Helen Zille on Patriotic Alliance growth: ‘Gayton is pushing ethnic identity vote’



Published May 30, 2024


Leader of the Democratic Alliance Federal Council, Helen Zille on Thursday said the growth of the Patriotic Alliance (PA) in the results trickling in from the Western Cape represents “a kind of ethnic identity vote”.

Zille, the former premier of the Western Cape, spoke to journalists at the Electoral Commission of South Africa’s national results operations centre in Midrand, Gauteng.

“I think that the Patriotic Alliance’s growth is primarily scooping up all the small parties like GOOD, like the PBI (Plaaslike Besorgde Inwoners). They have taken a big chunk from the ANC, and of course, they have taken some of our votes.

“Now that represents a kind of ethnic identity vote, if I can put it that way. That should worry every single South African. If South Africa disintegrates into a whole range of ethnic identity votes, it is going to be very, very difficult to vote for a coherent government,” she said.

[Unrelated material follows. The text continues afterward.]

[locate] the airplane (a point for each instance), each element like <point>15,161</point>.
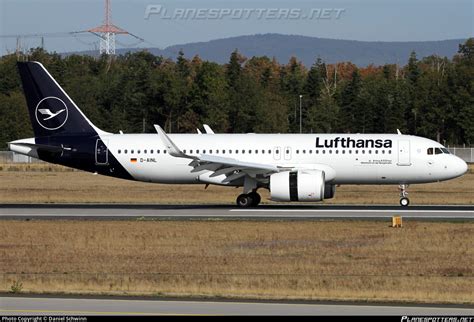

Leader of the Democratic Alliance Federal Council, Helen Zille. File Picture: Dumisani Sibeko

“I think our coalitions in the future will be totally ungovernable in that sense. It means people won’t be voting on what parties offer, and they certainly won’t be voting for a track record in governance, but they will be voting for people they can identify with personally without consequence for the longer term results of what they are doing – which is going to make governance almost impossible in our country.”

Zille said PA leader Gayton McKenzie has channelled his efforts towards coloureds exclusively, and that does not augur well for the rainbow nation.

“You will know that Gayton has always said he is not interested in any other vote but the coloured vote. That speaks very strongly to that sense of that identity that he is trying to create for people, as coloured people, rather than as South Africans,” she said.

Patriotic Alliance (PA) president Gayton McKenzie. File Picture: Ayanda Ndamane / Independent Newspapers

Zille said the election on Wednesday was marred by “very poor performance” of the IEC.

“It was the worst that I have seen yet. One doesn’t want that in a maturing democracy. One would think the IEC would get better and better with every election as they iron out the problems faced in the previous elections,” she said.

“That does not seem to be the case, and I think the IEC has a lot of introspection to do around whether it is doing justice to a young democracy.”

Zille, however, believes that despite the challenges, her party would do well in the elections, owing to the DA’s track record in the Western Cape.